Review of Addition Arithmetic In Computers

e.g. Binary addition of two single bits

We can use a half adder circuit

e.g. Binary addition of three single bits

Full adder circuit

e.g. Addition of N-bit numbers

We can chain full-adder circuits together

  • Logic Area = (N-1) FA + 1 HA
  • Delay: Delay of (N-1) FA + Delay of HA

Potential Issues

Logic Area (Space, Power)
Number of gates/logic elements.
In an FPGA, logic elements are our configurable logic blocks (CLBs) such as the Lookup Tables (LUTs)

Speed
i.e critical path delay

Optimised Designs

Carry Look-Ahead Adder

Improves the critical path, but requires a larger logic area

Bit Serial Adder

Smaller area and critical path, but requires multiple cycles
The input comes in one bit per cycle

Review of Multiplication Arithmetic in Computers

With binary multiplication, since the unit values can only be 0 or 1, multiplication is simply just an AND operation

This multiplication just becomes a combination of AND and n-bit adder circuits.

  • Logic Area Complexity - O(N^2)
  • Delay Complexity - O(N^2)

Optimisations

  • Wallace Tree Reduction
  • Dadda Tree Reduction

Approximate Multipliers

There are different variations of adder and multiplier circuits, each which use have different logic area and delay complexities.
The previous example circuits can be classified as "exact circuits" - where their produced output is exactly the result of the input operation.
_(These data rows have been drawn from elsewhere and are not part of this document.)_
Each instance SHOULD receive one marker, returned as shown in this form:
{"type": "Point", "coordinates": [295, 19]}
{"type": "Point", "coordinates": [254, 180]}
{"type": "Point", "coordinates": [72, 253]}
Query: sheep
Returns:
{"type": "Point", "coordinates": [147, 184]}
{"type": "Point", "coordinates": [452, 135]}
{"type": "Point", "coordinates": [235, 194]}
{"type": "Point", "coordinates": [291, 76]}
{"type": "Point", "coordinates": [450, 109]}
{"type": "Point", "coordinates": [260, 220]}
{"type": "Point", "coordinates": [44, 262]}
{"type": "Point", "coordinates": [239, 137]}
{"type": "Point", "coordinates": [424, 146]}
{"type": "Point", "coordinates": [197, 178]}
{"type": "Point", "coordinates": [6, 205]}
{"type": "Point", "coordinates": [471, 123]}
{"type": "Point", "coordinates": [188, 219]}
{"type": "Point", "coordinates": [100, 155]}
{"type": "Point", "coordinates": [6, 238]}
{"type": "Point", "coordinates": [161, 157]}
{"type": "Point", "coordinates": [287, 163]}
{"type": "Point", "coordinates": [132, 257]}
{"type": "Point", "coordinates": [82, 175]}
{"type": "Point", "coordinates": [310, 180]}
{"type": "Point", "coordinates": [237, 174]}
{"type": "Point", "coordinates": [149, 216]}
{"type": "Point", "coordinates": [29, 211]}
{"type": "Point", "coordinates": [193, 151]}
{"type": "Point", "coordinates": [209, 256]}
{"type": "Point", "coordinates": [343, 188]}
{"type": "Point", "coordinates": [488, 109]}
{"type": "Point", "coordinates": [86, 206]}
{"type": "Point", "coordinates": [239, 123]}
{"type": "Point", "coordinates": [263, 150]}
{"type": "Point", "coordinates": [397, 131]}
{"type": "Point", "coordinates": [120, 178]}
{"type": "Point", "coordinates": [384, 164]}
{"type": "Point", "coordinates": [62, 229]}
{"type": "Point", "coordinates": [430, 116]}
However sometimes we do not particularly need an exact output (would be ideal though). We can instead implement an approximate multiplier, which can possibly decrease the circuit complexity.

Aside | Error Resiliency - Some algorithms are inherently error resilient, and are often used to treat or suppress noisy input - mitigating the effect of errors on the output result

Example (Approximate Adder)

Consider the case of a 6-bit adder circuit where the lower 3 bits were disconnected.
An error would be introduced if the last 3 bits had any data, however for any addition of two values > 2^3, there would be no error.
This approximation change halves the required time to compute.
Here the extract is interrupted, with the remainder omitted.